Under its present leaders, Turkey would be emerging as both a partner and a force hostile to American interests in the duplicitous Pakistani manner, if it were a “regional power,” or indeed any power, at all. As it is, in spite of its government’s “neo-Ottoman,” Regional Power or even pro-Great Power pretensions, today’s Turkey is not even a Small Power in spite of its 75 million inhabitants, million men in uniform, trillion-dollar economy, and evident geographic advantages.

The partnership part derives from Turkey's status as a long-standing member of the North Atlantic Treaty Organization, which Westernized the culture of Turkish military officers, and which is supplemented by American use of the Incirlik air base near Adana in S.E. Turkey.

The hostility part derives from the intensely though covertly Islamist ideology of the ostensibly democratic-conservative ruling AKP (Justice and Development Party), expressly created by the AKP’s founding leader and Prime Minister Recep Tayyip Erdogan to repackage the openly and violently Islamist ideology of the MSP (Nationalist Movement Party) in which he entered politics, in order to win power without provoking a military intervention in defense of secularism. An ostensibly “pro-American” and “Pro-European” stance is Erdogan’s and the AKP’s shield as it de-secularizes Turkey bit by bit–complete with creeping Shari’a restrictions–with much success in leveraging European influence to marginalize the armed forces, whose essential role in defense of secularism has ignorantly been ignored by European officialdom. The stridently anti-Western Milli Gazete daily, the AKP’s truest voice, Erdogan’s recurrent outbursts, and such major episodes as the 2003 reversal on U.S. transit to Iraq, have all repeatedly breached the veil of duplicity, though without much effect.

As for Turkey’s nullity as not even a Small Power, it derives from its exceptionally crippling internal divisions, of which the political opposition of the CHP (Republican People’s Party) and other secularist parties is the least important; while they are energized by the Islamization that advances each day, they are inescapably outnumbered by the less educated Turkish-Islamic majority, the 50% whose females are headscarved and which votes for Islamization and the AKP. Much more important is Turkey’s Alevi-Bektashi community, numbering at least twelve million, which is vaguely Shi’a but more properly Turkic/animistic (and humanistic) under a thin Islamic veil (no pilgrimage, no fasting on Ramadan, etc). Long cruelly persecuted by Turkey’s Sunni rulers, they oppose any policy that would favor the Sunni interest (i.e., any policy likely to be favored by the very Sunni AKP, such as help for Syria’s rebels at present). In the province of Hatay subtracted from Syria under French rule, there are also a million or so Alawite Arabs–entirely unrelated to the Alevis and indeed rebranded in the 1920s as Nosairi heretics from Ismaili Sevener Shi’ism. They vehemently support their compatriot Assad, naturally enough.
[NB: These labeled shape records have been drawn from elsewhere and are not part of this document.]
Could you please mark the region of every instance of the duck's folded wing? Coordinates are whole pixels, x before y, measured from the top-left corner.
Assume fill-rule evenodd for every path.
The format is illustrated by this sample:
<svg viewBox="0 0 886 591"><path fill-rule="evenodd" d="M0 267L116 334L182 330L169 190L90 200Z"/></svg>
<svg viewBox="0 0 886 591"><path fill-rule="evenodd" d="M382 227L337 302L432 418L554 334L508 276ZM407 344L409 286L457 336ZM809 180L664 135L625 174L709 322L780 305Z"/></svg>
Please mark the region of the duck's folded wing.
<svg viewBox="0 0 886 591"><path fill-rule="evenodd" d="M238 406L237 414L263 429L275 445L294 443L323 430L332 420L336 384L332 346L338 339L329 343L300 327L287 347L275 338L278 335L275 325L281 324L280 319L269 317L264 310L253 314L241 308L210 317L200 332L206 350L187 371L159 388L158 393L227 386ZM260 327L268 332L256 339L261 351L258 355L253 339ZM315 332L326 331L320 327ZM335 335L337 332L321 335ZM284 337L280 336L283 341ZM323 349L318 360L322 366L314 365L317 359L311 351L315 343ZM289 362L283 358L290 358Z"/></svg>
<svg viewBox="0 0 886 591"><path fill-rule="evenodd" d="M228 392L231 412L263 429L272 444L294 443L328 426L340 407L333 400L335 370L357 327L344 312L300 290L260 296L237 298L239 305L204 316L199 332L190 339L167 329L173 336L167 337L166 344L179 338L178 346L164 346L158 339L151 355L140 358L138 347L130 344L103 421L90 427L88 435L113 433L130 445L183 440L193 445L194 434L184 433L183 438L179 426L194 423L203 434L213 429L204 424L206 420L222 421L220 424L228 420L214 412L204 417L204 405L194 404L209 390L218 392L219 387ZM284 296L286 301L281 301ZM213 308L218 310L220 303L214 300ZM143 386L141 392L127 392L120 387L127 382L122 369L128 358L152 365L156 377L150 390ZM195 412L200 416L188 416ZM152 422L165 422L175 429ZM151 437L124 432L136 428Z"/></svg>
Then there are the fully identified Kurds and Zaza, both Alevi and Sunni, who account for at least 20% of the population, and strongly oppose any action by the Turkish armed forces that they have so long resisted, with tens of thousands killed since the 1970s. The prevalence of Kurds, Zaza, Turkish Alevis and Alawite Arabs in Turkey’s eastern provinces adjacent to Iran, Iraq, and Syria has its own significance.

Even more immediately crippling of Turkey’s ability to operate as a power in its conflicted region is the military paralysis caused by the AKP’s long-term effort to humiliate and marginalize its military leadership, whose staunch, and socially liberalizing secularism it depicts as merely authoritarian and undemocratic. Within that broad AKP effort (foolishly endorsed by European officialdom) top generals and more colonels have been accused, tried, and convicted on conspiracy charges, arising from the supposedly vast and certainly nebulous Ergenekon plot to take over the government to protect Turkey’s still secular constitution. Given the acute mistrust that divides them, the AKP leaders will not and could not order the Turkish armed forces into action, and that makes Turkey impotent in a bellicose part of the world, without even a Small Power’s influence over Syrian villages near its borders.